I've been up for 2 hours already working on a problem at work. Finally had a break to post an update here.
I guess what I am most surprised about for myself - but I guess is completely confirms my desire to be a cuckold - is that for right now, yes, of course I miss having sex with her - but with how things now seem - as I expected them to, and not the angst and tension of last week - that I do want to do this - and I do want to experience this. I want her to only be having sex with him. No other way to say it.
As I lay in bed last night listening to her sleep deepen - I let my mind go and try to imagine how it'll be going for a longer period without having her. Even without seeing CSC's post, I wondered how it's going to feel when I do have her again after Memorial Day. I think it will totally be in my head over the holiday weekend of "does she feel different" and even if she doesn't, I'm sure that in my head she'll feel like she's gaping open
It did feel pretty open the other day but that was also the position she was in at the time too. But also lets be serious - she did give birth to 2 babies through there so despite all of the fantasy, if she wanted to remain snug or later on, to return to being snug if Robert truly reshapes her, we know that it's only a matter of some kegel exercises to bring it back. But yes, it is erotic to think of just that - that Robert may reshape her pussy to accommodate him - what a friggin' intense thought - much less to admit that it might be something I actually desire?
I thought through all sorts of things. Will she really want me? And yes, I certainly thought about the options - and damn if it didn't get me all hard thinking of her maybe asking me to not cum in her this weekend.
I just wish at times I understood why that turns me on to think about....
But I also thought - will she want more time - maybe 2 weeks is all she wants right now. That'd be okay - then I thought maybe that we'd slowly work our way up to more?
When I thought about how it'd be if as I said above, she didn't want me to cum in her - the obvious next thought was just how much he is cumming in her. She says he always cums twice in her, that he says he's always been like that (and something his ex-wife wasn't happy with) - and I thought that by the time I have her the next time, that he'll have cum in her - could be - maybe 10 times.
I know I was driving myself crazy - but at the same time, I was tired so these were like sleepy daydreams more than explicit erotic scenes.

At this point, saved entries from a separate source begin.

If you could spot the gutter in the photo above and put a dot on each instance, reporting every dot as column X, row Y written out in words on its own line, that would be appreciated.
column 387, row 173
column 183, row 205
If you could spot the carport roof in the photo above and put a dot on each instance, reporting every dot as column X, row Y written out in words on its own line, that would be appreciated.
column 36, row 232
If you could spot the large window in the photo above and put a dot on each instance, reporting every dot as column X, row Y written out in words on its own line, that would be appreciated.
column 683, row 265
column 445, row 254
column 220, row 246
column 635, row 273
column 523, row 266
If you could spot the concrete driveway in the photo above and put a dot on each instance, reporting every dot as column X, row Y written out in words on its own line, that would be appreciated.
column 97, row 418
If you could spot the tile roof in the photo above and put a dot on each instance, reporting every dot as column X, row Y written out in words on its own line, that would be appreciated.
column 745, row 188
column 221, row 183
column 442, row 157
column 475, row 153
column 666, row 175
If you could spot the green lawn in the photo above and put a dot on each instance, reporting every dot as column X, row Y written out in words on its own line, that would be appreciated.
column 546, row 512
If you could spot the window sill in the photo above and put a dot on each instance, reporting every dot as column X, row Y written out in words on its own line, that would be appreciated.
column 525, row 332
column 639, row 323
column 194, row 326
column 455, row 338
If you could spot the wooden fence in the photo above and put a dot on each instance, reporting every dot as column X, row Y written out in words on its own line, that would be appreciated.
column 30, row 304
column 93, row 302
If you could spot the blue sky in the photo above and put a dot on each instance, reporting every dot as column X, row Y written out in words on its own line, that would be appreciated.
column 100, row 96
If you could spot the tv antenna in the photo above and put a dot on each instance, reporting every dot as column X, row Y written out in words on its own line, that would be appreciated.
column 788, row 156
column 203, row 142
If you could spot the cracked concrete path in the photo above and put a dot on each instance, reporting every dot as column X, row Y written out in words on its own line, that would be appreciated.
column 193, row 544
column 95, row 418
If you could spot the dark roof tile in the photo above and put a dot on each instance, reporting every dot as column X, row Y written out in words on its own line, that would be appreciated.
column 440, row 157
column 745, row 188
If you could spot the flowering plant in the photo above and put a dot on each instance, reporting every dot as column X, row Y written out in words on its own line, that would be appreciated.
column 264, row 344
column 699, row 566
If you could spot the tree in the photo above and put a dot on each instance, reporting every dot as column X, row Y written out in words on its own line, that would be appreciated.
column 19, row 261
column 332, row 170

I started to think about her lying out by our pool - just a bikini bottom separating me from her pussy - and yet knowing that it's not mine to enjoy. And that thought led me back to what she'd said last week about how she was often wet the next day still from him - and that led me to think that if not all of it seeps/drips out of her, that the rest is being absorbed by her. Even now typing this - my cock is sticking out of boxers like a flagpole! Oh yes, I also had brief thoughts about the both of us being out on the nude beach and all of this combined together - seeing her lying there, legs spread, maybe with her pussy a bit spread/stretched such that it gaps a little as she is lying there, knowing the wetness I can see isn't from me. I had to laugh at the thought in my head of me having to turn over so my cock wasn't stiff and on-display.
So, like I said, maybe it's the change this week that has eased my angst from last week and weekend. I mean other than us not having sex, the rest of our time together seems unchanged at all. At least so far.

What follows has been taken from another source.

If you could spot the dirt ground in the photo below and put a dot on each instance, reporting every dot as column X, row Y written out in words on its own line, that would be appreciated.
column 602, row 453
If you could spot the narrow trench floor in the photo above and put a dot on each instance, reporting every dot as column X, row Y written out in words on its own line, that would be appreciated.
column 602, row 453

I think maybe some of the issues from last week were with me more than her? I think I keep relapsing away from the clear and obvious truth of the matter - that I want her to do this. I think maybe in my head that I keep thinking that I shouldn't want this - or that I should want to fight to keep on having sex with her while she's with him. But then, when the tension and anxiety clears, I always return to where I am right now - that I do want this and I do want to see how it feels and what it does for her and us. I think maybe it'll always have that perplexing quality to it - that I'm not sure why I want it - and that hopefully over time I'll just learn to accept it and stop questioning it that I want her to.
Obviously I am looking forward to tonight. I think our Wednesday ritual (that sounds nicer than our Wednesday schedule) will probably take on more meaning over time. I feel closest to her when I know we are both openly talking and teasing about all of this. It's just weird to think that my most intense sexual release with her in the future might be me masturbating with her.
For Saraha - yes, I would like to see that. I think it will, but that it will take some time as he isn't pushing her yet for anything more than she's said she's ready to give in terms of time. If the past is any indication of the future, I suspect it won't be till towards end of summer or early fall before she wants to spend the night with him. I don't picture him pushing for that and I know that she just "wants to let things happen as they will".
CSC - you keep talking about rules - I'm not sure what they would be any more than they are already sort of understood and evolving now between us? Can you explain more? I don't think she's ever going to want to formalize it so that "you get to lick me on Mondays, feel me on Wednesdays but leave me alone on Fridays". I still feel confident that I don't need a 'safe word' to signify to her that I am serious if I were to somehow need something she was denying me - she is open to listening and we've agreed that if either of us felt something was serious enough, that the other would take heed. I think I've accepted that I no longer (if I ever did) would be able to say "I don't want you seeing him any more". That may have been a bit of a dream to think of once I was accepting of the situation - if anything, a concern like that should come up long before hitting the breaking point of wanting it to stop completely.
Anyway - my conference-call with work is resuming. Perhaps more later if I do not go into the office.